Summers’ campaign did not respond to requests for comment.

In Nebraska, Democrat Bob Kerrey focused in on Republican Deb Fischer’s doubts that humans play a role in climate change during a debate to question her ability to solve Nebraska’s problems. The state has, in recent months, been hit by severe droughts that have impacted much of the agricultural sector.

“I do not think you can solve any problem unless you begin by saying there’s a problem,” he said during the debate.

Kerrey’s lagged Fischer by double digits in most recent polls, and faces an uphill battle in a state that has grown increasingly conservative over the years. But he did once serve as the state’s senator, and Nebraskans have historically been known for splitting the ticket to vote for more moderate lawmakers, so this is one issue where Kerrey believes he can create a useful contrast between himself and Fischer.

Kerrey spokesman Chris Triebsch added that Fischer’s position seems to be a part of a larger pattern on Fischer’s part to “bury her head” on facts.

“I think it speaks, in a larger context, to how she doesn’t look at the facts on a number of issues, and lets the facts just hang out there and not address them,” he said.

But Fischer’s spokesman Daniel Keylin said that the candidate is focused less on the why of climate change and more on improving the economy.

“Senator Fischer’s top priority is turning our economy around and creating jobs, not finding ways to tax the middle-class and increase energy prices,” he said.

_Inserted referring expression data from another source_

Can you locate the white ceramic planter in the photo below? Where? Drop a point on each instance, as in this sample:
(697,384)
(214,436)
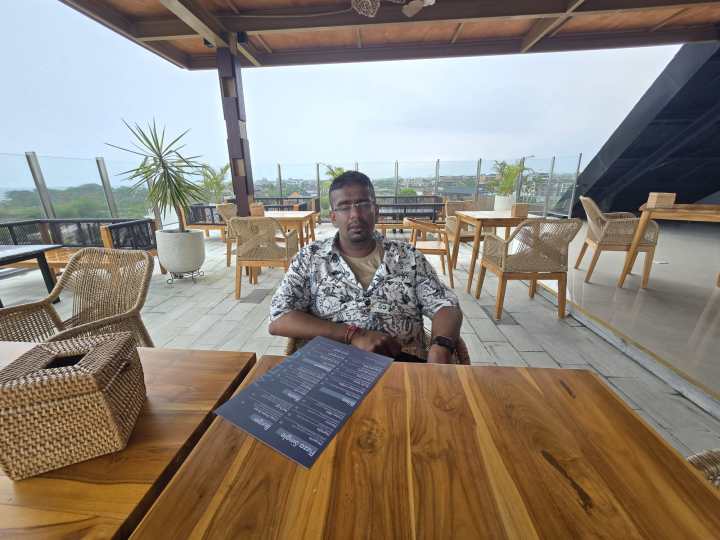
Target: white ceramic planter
(181,251)
(503,202)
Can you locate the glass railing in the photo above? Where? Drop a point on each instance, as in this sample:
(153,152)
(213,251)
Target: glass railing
(75,187)
(19,198)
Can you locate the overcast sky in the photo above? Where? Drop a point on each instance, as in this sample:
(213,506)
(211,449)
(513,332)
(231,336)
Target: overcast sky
(67,82)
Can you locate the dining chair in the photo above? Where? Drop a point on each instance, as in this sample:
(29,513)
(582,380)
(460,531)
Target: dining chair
(614,232)
(257,246)
(536,250)
(108,287)
(440,246)
(466,232)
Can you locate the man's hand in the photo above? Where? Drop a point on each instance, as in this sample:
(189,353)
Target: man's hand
(439,355)
(376,342)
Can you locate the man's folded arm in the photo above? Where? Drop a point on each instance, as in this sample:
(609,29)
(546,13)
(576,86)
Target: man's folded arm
(301,325)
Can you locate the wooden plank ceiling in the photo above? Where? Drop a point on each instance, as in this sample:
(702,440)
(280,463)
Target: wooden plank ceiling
(292,32)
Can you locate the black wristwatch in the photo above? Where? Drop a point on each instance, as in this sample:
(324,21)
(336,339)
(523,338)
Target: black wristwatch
(443,341)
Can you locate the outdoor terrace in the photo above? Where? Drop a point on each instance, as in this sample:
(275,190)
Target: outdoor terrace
(205,315)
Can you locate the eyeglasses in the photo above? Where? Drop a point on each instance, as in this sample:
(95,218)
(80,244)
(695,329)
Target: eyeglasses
(362,206)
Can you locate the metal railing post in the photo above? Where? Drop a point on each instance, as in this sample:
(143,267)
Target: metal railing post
(572,196)
(40,184)
(548,186)
(109,196)
(397,178)
(519,180)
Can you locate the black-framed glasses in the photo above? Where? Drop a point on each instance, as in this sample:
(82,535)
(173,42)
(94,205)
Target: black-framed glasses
(362,206)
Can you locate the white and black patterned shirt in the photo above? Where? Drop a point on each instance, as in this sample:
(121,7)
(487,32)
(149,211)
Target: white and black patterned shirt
(404,288)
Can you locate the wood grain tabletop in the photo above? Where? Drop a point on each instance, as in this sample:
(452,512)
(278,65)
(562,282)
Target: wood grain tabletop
(107,496)
(449,452)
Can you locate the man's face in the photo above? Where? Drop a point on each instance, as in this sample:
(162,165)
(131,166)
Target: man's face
(353,212)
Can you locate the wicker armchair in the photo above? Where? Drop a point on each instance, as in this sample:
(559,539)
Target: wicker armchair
(109,287)
(440,247)
(614,232)
(536,249)
(461,356)
(257,245)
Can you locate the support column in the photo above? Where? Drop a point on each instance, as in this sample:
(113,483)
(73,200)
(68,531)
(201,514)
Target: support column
(233,102)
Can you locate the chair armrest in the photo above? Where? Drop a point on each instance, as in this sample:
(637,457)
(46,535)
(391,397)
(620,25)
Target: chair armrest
(125,322)
(623,230)
(619,215)
(33,322)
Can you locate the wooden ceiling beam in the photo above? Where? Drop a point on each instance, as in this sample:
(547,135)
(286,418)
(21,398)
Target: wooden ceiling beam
(114,20)
(210,28)
(544,27)
(563,42)
(162,30)
(199,19)
(281,20)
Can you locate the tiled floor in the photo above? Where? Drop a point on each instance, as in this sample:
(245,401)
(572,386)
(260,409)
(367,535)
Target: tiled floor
(678,316)
(206,315)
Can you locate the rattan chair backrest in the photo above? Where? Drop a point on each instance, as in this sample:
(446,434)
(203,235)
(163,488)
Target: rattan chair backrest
(256,238)
(106,282)
(227,211)
(542,244)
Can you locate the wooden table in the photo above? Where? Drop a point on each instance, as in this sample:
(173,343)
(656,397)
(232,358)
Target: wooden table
(14,254)
(480,219)
(678,212)
(449,452)
(107,496)
(296,220)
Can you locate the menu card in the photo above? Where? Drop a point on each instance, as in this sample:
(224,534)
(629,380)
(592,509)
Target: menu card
(298,406)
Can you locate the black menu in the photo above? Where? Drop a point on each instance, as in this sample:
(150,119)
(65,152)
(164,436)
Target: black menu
(298,406)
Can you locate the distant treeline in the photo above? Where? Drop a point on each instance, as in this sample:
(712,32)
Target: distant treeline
(85,201)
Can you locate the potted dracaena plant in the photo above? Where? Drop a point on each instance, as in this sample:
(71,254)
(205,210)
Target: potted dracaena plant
(168,177)
(503,185)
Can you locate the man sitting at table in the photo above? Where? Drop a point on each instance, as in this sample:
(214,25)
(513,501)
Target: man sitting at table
(363,289)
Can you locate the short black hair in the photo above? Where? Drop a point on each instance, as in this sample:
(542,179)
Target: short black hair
(348,178)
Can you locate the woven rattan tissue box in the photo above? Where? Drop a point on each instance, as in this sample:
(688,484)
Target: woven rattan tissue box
(68,401)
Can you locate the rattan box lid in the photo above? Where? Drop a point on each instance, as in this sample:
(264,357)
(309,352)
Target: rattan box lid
(65,368)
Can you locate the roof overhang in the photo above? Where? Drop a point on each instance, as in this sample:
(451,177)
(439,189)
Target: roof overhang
(296,32)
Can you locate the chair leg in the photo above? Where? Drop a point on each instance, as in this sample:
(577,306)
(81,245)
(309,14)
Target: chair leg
(238,279)
(593,262)
(562,295)
(581,255)
(502,283)
(649,255)
(481,279)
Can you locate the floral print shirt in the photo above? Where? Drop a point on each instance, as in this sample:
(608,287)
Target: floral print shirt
(405,287)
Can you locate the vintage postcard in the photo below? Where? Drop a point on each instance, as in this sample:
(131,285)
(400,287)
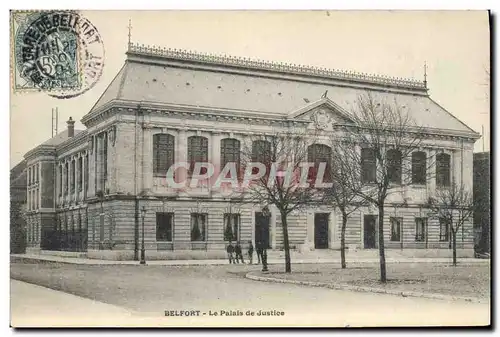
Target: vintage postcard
(249,168)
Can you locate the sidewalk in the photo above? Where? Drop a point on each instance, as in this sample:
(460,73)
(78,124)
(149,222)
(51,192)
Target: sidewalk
(274,257)
(36,306)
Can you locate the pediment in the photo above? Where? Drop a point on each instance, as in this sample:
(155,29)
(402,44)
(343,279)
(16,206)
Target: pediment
(323,114)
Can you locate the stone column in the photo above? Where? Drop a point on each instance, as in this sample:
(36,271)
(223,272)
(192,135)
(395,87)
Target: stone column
(310,230)
(92,174)
(431,172)
(273,227)
(215,156)
(332,223)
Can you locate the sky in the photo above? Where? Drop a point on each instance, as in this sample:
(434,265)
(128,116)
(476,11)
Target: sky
(454,45)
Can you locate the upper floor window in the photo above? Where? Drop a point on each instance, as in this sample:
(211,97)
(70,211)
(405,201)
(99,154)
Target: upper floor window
(394,166)
(230,153)
(163,153)
(368,166)
(420,229)
(197,152)
(318,154)
(419,168)
(60,179)
(443,170)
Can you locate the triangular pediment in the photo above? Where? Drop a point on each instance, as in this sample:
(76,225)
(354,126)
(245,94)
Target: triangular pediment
(323,113)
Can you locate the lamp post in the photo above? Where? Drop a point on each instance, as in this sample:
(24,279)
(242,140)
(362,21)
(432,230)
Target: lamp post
(143,251)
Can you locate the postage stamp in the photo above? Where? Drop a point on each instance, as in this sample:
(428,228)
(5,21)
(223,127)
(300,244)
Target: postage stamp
(57,52)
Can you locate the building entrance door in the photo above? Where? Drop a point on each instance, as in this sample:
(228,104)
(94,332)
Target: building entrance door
(321,230)
(262,230)
(369,231)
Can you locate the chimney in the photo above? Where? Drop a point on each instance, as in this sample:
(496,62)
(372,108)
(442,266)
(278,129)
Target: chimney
(71,127)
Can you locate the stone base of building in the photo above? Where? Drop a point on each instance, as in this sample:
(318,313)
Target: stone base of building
(60,253)
(155,255)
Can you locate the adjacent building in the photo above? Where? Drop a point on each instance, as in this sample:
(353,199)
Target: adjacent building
(482,202)
(93,190)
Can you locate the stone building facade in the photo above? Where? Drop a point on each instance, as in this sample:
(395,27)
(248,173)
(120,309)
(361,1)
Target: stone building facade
(94,189)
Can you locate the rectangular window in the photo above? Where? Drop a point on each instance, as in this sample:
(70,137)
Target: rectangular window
(198,226)
(444,233)
(368,166)
(66,178)
(420,229)
(73,176)
(396,228)
(80,174)
(231,227)
(164,226)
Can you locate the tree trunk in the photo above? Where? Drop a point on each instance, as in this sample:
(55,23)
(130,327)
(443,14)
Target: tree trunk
(454,248)
(381,250)
(342,240)
(286,243)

Both Canney and Triebsch agreed that the focus on the climate change issue was a way to frame the Republican as extreme.

And that’s the effort Democrat Elizabeth Warren has launched in Massachusetts, albeit in a slightly more roundabout way. She’s tied Sen. Scott Brown’s re-election to Republican control of the Senate and argued that, if Republicans controlled the Senate, climate-change denier Sen. James Inhofe (R-Okla.) would chair the Environment and Public Works Committee and oversee the Environmental Protection Agency.

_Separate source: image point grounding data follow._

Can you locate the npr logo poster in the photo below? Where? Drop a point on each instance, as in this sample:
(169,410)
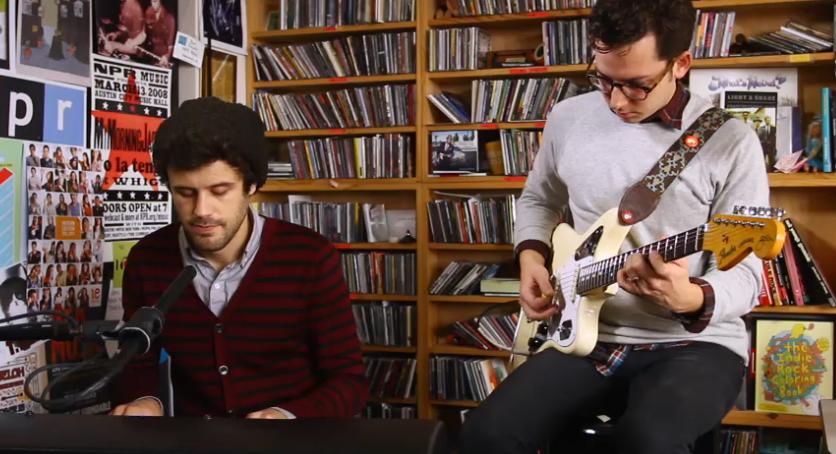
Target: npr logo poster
(42,112)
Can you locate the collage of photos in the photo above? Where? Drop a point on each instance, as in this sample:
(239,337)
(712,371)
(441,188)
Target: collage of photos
(65,228)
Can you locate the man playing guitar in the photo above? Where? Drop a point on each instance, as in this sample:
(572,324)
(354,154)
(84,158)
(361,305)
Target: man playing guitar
(672,342)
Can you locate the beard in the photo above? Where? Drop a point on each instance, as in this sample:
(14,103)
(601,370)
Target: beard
(220,238)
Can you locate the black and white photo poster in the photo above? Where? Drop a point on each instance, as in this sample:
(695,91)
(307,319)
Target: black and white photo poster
(224,22)
(53,40)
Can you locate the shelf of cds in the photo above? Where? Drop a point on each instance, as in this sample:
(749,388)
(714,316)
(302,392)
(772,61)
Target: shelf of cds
(441,126)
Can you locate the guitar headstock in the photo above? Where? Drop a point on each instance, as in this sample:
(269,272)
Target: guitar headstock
(749,229)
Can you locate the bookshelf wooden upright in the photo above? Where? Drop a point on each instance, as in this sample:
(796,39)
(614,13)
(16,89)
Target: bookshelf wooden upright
(808,198)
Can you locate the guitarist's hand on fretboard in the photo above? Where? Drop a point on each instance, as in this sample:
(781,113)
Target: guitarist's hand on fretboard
(664,283)
(536,290)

It’s a strong argument in a state as blue as Massachusetts, and if Warren can successfully argue that Brown’s win would ensure far-right Republicans would gain control of the Senate, she could topple Brown’s campaign.

And in a race as close as that in Massachusetts, climate change could be a niche issue that could drive voters to the polls in favor of one candidate or the other.

Stanford professor of political science Jon Krosnick, who authored a study on the effects of climate change communication on races nationwide, said that there are subsets of voters who tend to focus in on one issue that could be compelled to turn out if candidates appeal to them on climate change.

“They can actually be activated to vote by hearing the Democrat take a green position,” he said. “[Candidates] may actually enhance turnout as well as attract voters over to their side by discussing climate change.”

He added that the current political climate, where neither candidate is a clear winner on significant issues like the economy and jobs, is ripe for issue voters to be swayed on a topic like climate change.

But the presidential race is one in which the candidates have largely stayed silent on climate change — Republican nominee Mitt Romney and President Obama have barely made mention of the environment, only commenting on environmental policy in terms of energy policy at stops in swing states where issues like the Keystone Pipeline resonate.

Though environmental activists have expressed chagrin over the omission, the presidential race, played out over a much larger and more diverse spectrum, is unlikely to see much discussion of the issue before November.